Der Kursleiter, der in Kiel die Ausbildung durchgeführt hatte, hat laut dem Zeugen von 2007 bis 2008 die pädagogische Leitung des Friesenhofs übernommen. Dieser Fakt wurde bei der PUA-Sitzung erstmals bekannt. Der Einfluss dieser pädagogischen Strömung auf das Heim war somit groß.

Einen Ort für sich hatten die Mädchen in den Friesenhof-Heimen nicht

Laut Aussage von P. erhielt besagter Kursleiter von der Friesenhof-Inhaberin Barbara Janssen sogar das Angebot, die Firma zu übernehmen. Doch daraus wurde nichts. Stattdessen sollte P. den Betrieb kaufen. Die Betreiberin sei 2010 mit dem Vorschlag auf ihn zugekommen. Doch auch dazu kam es nicht – wegen „kommunikativer Probleme“.

Die Suche nach einem Leiter ging weiter: Im November 2013 habe ihn Inhaberin Janssen zu einem Essen mit dem Ex-Boxer Lothar Kannenberg eingeladen. Der betreibt ein umstrittenes Erziehungscamp in Kassel. „Es hieß, Herr Kannenberg wird die Geschäftsführung der Mädchencamps übernehmen“, berichtet P. Er habe das gut gefunden und vorgeschlagen, dass Kannenberg erst das Haus kennenlerne. Deshalb seien er und zwei seiner Mitarbeiter eine Weile „vor Ort“ gewesen.

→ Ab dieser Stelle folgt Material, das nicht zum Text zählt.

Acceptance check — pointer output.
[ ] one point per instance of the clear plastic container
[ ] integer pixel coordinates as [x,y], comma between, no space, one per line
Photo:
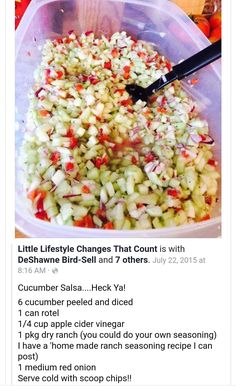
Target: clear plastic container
[157,21]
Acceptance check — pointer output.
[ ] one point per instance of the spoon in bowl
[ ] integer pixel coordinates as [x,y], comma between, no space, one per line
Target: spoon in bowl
[180,71]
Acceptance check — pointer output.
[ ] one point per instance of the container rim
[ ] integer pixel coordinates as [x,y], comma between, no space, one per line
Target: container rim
[34,224]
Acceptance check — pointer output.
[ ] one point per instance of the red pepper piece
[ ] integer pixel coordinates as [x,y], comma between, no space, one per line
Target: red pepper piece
[79,87]
[206,217]
[98,162]
[59,74]
[42,215]
[127,69]
[73,142]
[208,200]
[44,113]
[115,52]
[108,225]
[140,205]
[173,192]
[120,91]
[38,91]
[55,156]
[107,65]
[211,162]
[149,157]
[127,102]
[69,166]
[168,65]
[85,222]
[101,213]
[70,132]
[85,189]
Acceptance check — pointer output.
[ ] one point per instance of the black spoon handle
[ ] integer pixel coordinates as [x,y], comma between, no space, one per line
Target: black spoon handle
[188,66]
[199,60]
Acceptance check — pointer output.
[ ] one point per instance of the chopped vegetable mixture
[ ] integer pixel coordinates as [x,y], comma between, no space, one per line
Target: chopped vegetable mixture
[94,159]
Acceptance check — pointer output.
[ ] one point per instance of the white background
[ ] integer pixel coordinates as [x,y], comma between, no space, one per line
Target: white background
[169,298]
[219,248]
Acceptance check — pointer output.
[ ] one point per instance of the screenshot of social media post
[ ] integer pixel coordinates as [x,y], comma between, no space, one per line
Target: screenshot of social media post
[118,266]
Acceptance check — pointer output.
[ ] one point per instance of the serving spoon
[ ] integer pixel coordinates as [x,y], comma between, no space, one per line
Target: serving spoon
[179,71]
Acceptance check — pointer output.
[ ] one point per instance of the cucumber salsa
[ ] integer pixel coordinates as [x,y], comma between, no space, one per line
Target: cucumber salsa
[92,158]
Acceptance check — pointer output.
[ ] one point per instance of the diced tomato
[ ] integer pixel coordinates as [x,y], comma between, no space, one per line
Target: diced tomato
[107,65]
[98,162]
[42,215]
[126,102]
[93,80]
[79,87]
[105,159]
[140,205]
[59,40]
[38,91]
[101,213]
[136,141]
[47,72]
[168,65]
[149,157]
[103,137]
[153,99]
[59,74]
[68,40]
[84,78]
[152,59]
[161,110]
[211,162]
[173,192]
[85,222]
[70,132]
[69,166]
[141,54]
[134,160]
[206,217]
[114,52]
[32,194]
[44,113]
[108,225]
[55,156]
[184,153]
[39,205]
[208,200]
[163,101]
[85,189]
[127,69]
[120,91]
[73,142]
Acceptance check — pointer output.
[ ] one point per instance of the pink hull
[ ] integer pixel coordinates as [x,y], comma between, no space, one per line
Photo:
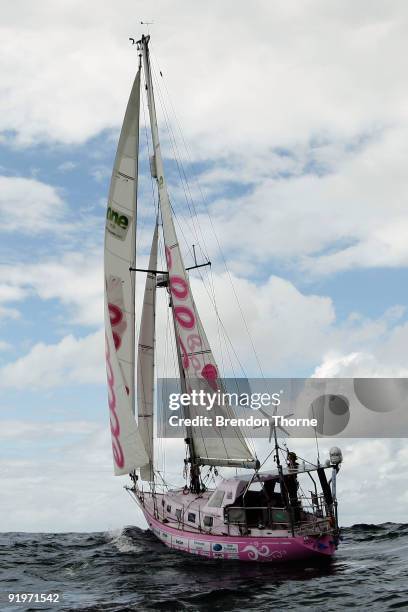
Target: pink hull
[243,548]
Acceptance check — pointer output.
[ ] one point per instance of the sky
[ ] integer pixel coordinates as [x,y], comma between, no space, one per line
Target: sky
[294,128]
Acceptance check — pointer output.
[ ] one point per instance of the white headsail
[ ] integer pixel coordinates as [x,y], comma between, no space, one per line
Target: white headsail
[120,253]
[228,446]
[145,363]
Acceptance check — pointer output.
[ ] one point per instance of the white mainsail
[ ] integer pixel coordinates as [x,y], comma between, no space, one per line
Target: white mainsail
[145,363]
[228,446]
[120,253]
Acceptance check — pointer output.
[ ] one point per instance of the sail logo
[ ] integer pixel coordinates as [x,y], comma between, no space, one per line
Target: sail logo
[117,450]
[189,338]
[117,223]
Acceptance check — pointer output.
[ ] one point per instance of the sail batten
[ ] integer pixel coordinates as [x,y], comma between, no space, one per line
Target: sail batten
[145,364]
[119,257]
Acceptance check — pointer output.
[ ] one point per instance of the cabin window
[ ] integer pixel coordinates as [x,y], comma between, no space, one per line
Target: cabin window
[216,499]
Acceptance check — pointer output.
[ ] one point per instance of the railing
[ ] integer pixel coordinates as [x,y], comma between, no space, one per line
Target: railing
[301,519]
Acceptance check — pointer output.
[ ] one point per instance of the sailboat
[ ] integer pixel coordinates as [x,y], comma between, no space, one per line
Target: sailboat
[253,515]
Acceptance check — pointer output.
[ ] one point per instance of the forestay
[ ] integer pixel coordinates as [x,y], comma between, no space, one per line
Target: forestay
[227,445]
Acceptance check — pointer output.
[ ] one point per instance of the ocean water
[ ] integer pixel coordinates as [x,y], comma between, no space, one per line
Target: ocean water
[131,570]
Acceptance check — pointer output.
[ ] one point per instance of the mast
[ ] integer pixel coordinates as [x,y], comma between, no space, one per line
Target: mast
[157,164]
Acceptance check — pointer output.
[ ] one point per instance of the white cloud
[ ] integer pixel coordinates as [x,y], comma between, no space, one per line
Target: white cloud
[75,279]
[282,74]
[4,346]
[67,166]
[28,206]
[71,361]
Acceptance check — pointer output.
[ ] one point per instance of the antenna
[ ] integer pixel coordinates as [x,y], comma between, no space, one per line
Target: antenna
[147,23]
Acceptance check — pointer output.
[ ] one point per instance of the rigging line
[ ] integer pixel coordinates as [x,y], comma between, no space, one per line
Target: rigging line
[177,157]
[174,146]
[176,154]
[177,122]
[219,247]
[168,129]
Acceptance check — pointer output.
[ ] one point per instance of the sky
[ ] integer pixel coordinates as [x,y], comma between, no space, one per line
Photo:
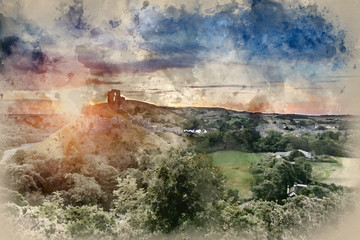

P. verließ den Friesenhof 2014 im Streit: Er sei ohne sein Wissen als Geschäftsführer im Handelsregister stehengeblieben. Mit ihm ging ein halbes Dutzend weiterer Mitarbeiter.

Die Vernehmung von Kannenberg fiel am Montag aus. In den nächsten Wochen werden weitere Mitarbeiter, ehemalige Bewohnerinnen und Heimleiterin Janssen aussagen.